Researchers from the United States found that the anti-inflammatory properties of capsaicin – the compound that gives bell peppers (pictured) their fiery taste – can have far-reaching health benefits
Chili peppers evolved capsaicin – which induces a pain response – to protect themselves from consumption by mammals, including us humans.
Meanwhile, the birds needed to distribute the pepper seeds lack the oral receptors to feel the burning of the fruit. So you don't feel the same fiery reaction.
A 2017 study of more than 16,000 Americans conducted for nearly two decades found that those who ate lots of chili were 13 percent less likely to die prematurely.
Last year, a study of 22,000 Italians found that those who ate chili peppers every other day were 23 percent less likely to die young. In particular, the risk of being killed by a stroke or heart attack decreased by 61 percent and 40 percent, respectively.
The "fairly remarkable" results came after the team analyzed health and nutritional data on more than 570,000 people around the world. However, the researchers noted that more studies will be needed to determine which varieties of chilli offer protection
According to Cancer Research UK, adopting a healthier diet could help prevent around one in twenty types of cancer.
The organization has recommended a diet high in fruits and vegetables, whole grains, fresh chicken, fish, and legumes, and low in processed and red meat, fatty and sugary foods, carbonated beverages, and alcohol.
The British Heart Foundation also recommends eating plenty of fruits, vegetables, and fish to keep your weight down and keep cholesterol and blood pressure healthy.
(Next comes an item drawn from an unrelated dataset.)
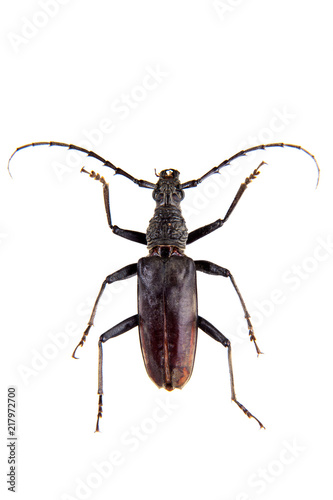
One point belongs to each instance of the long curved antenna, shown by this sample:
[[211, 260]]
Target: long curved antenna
[[106, 163], [216, 170]]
Chili peppers are a staple of cuisines around the world – including Indian, Chinese, Thai, Mexican, and Italian – and are eaten by a quarter of the world's population every day.
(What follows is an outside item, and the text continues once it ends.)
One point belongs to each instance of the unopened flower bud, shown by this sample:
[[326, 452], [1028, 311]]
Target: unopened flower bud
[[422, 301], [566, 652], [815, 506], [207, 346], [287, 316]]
The researchers presented their preliminary results to a virtual meeting of the American Heart Association.
CAPSAICIN: THE COMPOUND THAT MAKES CHILLIS SPICY
A substance called capsaicin gives chili peppers their distinctive hot, peppery taste.
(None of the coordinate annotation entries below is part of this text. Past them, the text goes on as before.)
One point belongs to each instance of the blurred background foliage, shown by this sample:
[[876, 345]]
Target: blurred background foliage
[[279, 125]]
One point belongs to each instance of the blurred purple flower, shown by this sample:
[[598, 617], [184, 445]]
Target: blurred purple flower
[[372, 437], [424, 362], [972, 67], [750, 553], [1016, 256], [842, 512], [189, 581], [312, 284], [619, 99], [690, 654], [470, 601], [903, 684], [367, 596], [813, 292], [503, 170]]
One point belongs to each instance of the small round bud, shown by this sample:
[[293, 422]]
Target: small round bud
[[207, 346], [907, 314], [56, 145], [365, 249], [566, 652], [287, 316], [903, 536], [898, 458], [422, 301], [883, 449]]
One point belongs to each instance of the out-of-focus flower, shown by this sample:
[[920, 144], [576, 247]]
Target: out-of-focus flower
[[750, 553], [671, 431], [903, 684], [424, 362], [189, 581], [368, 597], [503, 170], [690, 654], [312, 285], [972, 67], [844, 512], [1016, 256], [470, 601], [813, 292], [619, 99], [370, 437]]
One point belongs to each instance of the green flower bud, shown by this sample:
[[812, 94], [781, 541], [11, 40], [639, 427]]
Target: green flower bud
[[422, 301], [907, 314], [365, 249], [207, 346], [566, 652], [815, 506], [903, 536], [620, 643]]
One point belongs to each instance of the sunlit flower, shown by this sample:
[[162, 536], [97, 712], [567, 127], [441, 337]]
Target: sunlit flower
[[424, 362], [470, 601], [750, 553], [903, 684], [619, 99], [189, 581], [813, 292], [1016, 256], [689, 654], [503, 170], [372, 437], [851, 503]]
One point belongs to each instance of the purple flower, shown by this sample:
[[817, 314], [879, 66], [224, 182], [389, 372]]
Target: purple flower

There are 23 known types of capsaicinoids, all of which are believed to be derived from the pulp of the chili pepper.
It is actually not a taste that creates the warm feeling on the tongue and in the mouth, but a reaction to pain.
The spiciness of a pepper is determined by the genes that regulate capsaicinoid production, and less spicy peppers have mutations that weaken this process.
The molecules have known nutritional and antibiotic properties and are used in pain relievers and pepper sprays.